The reason the router “ignores” the first slash is because it is not important and not deterministic. The more “public” API of request.path displays it since it is part of the HTTP request. But, since it just gets in the way for the router, we ignore it there. In 99% of use cases when you need the path: use request.path. Furthermore, request.route.path would display the route as defined including any parameters: <foo>.

ar4hc · April 7, 2021, 2:39pm

Good explanation,
but i have some edge case i can’t figure out:
What happens if the same url path has a POST and GET route that could match?
e.g. GET “/foo/” and POST “/foo/” (or /foo ?)
How is this expected to behave on these queries?

curl -X GET /foo
curl -X GET /foo/
curl -X GET /foo/123
curl -X POST /foo
curl -X POST /foo/

Does the order of definition matter here?
What is the difference here if not root, e.g. Blueprint with prefix (here “/foo”), and root, no prefix or just “/”?

i’m confused…

ahopkins · April 7, 2021, 2:55pm

A “route” in Sanic is defined as a possible path.

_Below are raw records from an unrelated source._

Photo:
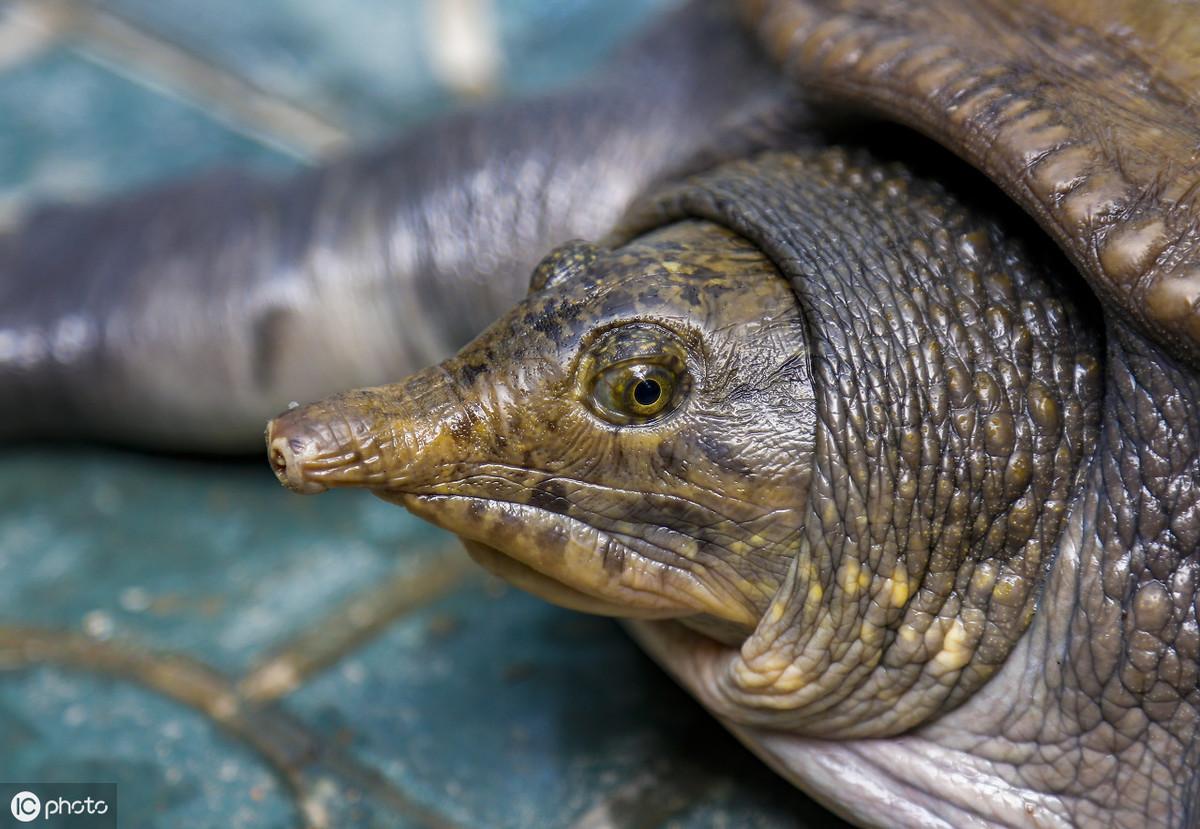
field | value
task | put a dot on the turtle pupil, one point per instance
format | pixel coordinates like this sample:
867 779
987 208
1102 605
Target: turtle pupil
647 392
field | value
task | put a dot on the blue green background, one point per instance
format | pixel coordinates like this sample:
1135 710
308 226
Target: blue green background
478 706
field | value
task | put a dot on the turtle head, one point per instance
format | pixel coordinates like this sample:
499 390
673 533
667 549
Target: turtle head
631 439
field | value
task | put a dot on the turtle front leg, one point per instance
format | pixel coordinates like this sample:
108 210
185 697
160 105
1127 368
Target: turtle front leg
185 316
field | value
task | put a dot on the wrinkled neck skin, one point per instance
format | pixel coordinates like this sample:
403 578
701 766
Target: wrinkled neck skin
891 520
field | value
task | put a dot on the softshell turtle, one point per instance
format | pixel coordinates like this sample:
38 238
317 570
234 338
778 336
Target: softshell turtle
907 500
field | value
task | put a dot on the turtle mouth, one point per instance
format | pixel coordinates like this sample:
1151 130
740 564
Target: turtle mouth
568 562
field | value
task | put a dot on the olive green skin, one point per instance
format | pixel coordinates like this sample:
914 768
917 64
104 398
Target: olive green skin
843 529
1056 680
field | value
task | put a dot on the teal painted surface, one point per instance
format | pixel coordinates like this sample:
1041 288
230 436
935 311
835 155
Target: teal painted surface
172 769
481 708
72 128
365 64
213 559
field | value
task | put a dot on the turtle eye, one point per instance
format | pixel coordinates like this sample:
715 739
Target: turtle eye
635 392
641 376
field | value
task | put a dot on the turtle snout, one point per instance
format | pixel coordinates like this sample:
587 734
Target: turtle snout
323 445
292 445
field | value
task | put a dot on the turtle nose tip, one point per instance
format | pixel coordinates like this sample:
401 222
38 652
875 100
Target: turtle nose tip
289 445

Therefore, these are the same route:

@app.get("/foo")
...
@app.post("/foo")

A single route has one or more handlers that are defined by the HTTP method.

The answer is: it depends. How are the routes defined? With a trailing slash or not? With strict_slashes=True or not>

Potentially, each request in your example could be directed to a different handler.

# curl -X GET /foo
@app.get("/foo", strict_slashes=True)

# curl -X POST /foo
@app.post("/foo", strict_slashes=True)

# curl -X GET /foo/
@app.get("/foo/", strict_slashes=True)

# curl -X POST /foo/
@app.post("/foo/", strict_slashes=True)

# curl -X GET /foo/123
@app.get("/foo/123", strict_slashes=True)

Nope. Sanic will rearrange them as needed to make sure everything gets handled. If there is a potential conflict where there could be ambiguity, you will get an error at startup.

I am not 100% sure I understand the question. Blueprints do not really impact routing. They are a convenience mechanism for helping you to build and organize your code. But once the server starts up, it is as if they don’t exist. The url_prefix is applied to the routes when they are created, but that is about the extent of their job. They do not impact routing after that.